Os níveis de IL-6 no líquor apresentaram uma forte correlação com o comportamento doentio crônico, demonstrando que os animais com maior pontuação SBS ainda apresentavam processo de neuroinflamação ativo. Sendo as citocinas um dos principais mediadores inflamatórios na sepse, assim pode-se estabelecer uma associação entre os níveis de neuroinflamação e o comportamento doentio dos animais a longo prazo. No estudo de Biff et al80 foram avaliadas citocinas e dano

oxidativo no líquor de ratos após CLP e foi possível estabelecer uma associação entre esses marcadores na fase aguda com o desempenho nos testes comportamentais a longo prazo, 30 dias. Os animais que mantiveram níveis elevados de citocinas pró- inflamatórias no líquor, em 24 horas, apresentaram um pior desemprenho no teste de esquiva inibitória. Em camundongos knockout para IL-6, os animais apresentaram menos sintomas de anedonia e de depressão comparados aos normais, demonstrando o envolvimento da citocina nessas alterações comportamentais201.

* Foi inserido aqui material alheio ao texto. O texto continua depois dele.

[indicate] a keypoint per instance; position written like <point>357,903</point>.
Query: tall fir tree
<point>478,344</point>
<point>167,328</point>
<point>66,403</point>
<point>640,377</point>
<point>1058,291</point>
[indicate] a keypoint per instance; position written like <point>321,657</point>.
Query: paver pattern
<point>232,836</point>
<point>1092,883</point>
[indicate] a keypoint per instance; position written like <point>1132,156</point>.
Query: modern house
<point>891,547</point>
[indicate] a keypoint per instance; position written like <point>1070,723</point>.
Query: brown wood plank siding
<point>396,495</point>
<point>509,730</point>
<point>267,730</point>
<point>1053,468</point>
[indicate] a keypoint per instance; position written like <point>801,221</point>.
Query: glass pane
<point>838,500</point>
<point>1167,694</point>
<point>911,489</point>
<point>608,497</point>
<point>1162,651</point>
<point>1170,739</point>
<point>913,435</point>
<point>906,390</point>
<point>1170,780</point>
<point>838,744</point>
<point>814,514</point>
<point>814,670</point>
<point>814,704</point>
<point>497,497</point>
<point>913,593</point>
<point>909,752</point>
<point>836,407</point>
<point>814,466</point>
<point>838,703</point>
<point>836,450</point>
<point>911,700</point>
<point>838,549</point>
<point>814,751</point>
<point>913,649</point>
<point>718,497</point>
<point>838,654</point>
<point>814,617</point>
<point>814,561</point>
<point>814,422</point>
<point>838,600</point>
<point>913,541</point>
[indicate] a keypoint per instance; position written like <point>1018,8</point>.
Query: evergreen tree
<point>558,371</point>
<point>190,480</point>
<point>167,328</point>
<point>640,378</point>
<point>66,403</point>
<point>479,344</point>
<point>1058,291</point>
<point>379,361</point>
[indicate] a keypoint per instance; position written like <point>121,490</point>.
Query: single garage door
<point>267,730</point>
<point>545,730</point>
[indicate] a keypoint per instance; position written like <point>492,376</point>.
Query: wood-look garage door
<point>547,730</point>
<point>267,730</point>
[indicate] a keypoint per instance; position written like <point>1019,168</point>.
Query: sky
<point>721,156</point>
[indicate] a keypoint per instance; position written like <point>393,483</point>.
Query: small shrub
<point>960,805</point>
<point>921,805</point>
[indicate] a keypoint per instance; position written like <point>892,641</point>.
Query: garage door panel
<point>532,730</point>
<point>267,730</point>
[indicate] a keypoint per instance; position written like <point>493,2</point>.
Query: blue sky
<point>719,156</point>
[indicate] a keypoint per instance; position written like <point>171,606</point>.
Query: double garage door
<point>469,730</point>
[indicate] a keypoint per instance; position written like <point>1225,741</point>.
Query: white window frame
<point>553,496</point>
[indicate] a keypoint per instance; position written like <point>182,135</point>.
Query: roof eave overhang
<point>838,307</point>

A elevação de IL-6 no SNC é capaz de ativar a produção de corticosterona e induzir alteração na temperatura dos animais; e quando associada a IL-1, é capaz de induzir comportamento doentio202. Observou-se, também, uma associação entre o

comportamento doentio a longo prazo e os níveis de corticosterona no soro dos animais 10 dias após a sepse. Assim, pode-se sugerir que o processo neuroinflamatório que permanece a longo prazo está associado a ativação do eixo HPA e não com o processo inflamatório sistêmico derivado do local da infecção, já que os níveis de IL-6 em soro não apresentaram correlação.

Dentre os marcadores de estresse oxidativo analisados nas estruturas cerebrais, somente os níveis de NN em amígdala apresentaram associação com SBS a longo prazo, corroborando que os animais com pontuação mais elevada de SBS ao longo dos dias permanecem com processo neuroinflamatório ativo. Assim, justificando o comportamento de anedonia persistente nos animais, visto que a amígdala está relacionada a tal comportamento129.

A neuroinflamação persistente após a sepse está associada a baixos níveis de BDNF e dano cognitivo80. O BDNF age na neurogênese e na ramificação neuronal

estando associado a consolidação da memória203. Baixos níveis de BDNF estão

associados a níveis mais elevados de estresse oxidativo e inflamação em pacientes após acidente vascular cerebral204. Neste estudo, observou-se uma correlação

negativa entre os níveis de BDNF em núcleo accumbens e a pontuação de SBS a longo prazo, estando de acordo com a literatura80.

Dentre as avaliações de dano cognitivo realizadas, duas apresentaram associação com comportamento doentio, sendo elas a memória espacial e a depressão. Estudo anteriores deste grupo de pesquisa tem mostrado a associação entre neuroinflamação e dano cognitivo a memória198,205. A neuroinflamação crônica

vem sendo apontada como uma das possíveis causas da depressão, sugerindo inclusive, que o comportamento doentio seria um primeiro estágio de depressão106.

Dentre os componentes do comportamento doentio pode-se destacar a anedonia, que é perda da capacidade de sentir prazer, que aqui foi persistente até o último dia de avaliação dos animais. Assim, sugere-se que a persistência de comportamento doentio está associada ao comportamento do tipo depressivo a longo prazo. Outras doenças psiquiátricas, como esquizofrenia e transtornos de humor, também demonstram em associação entre anedonia e marcadores inflamatórios90,206–208.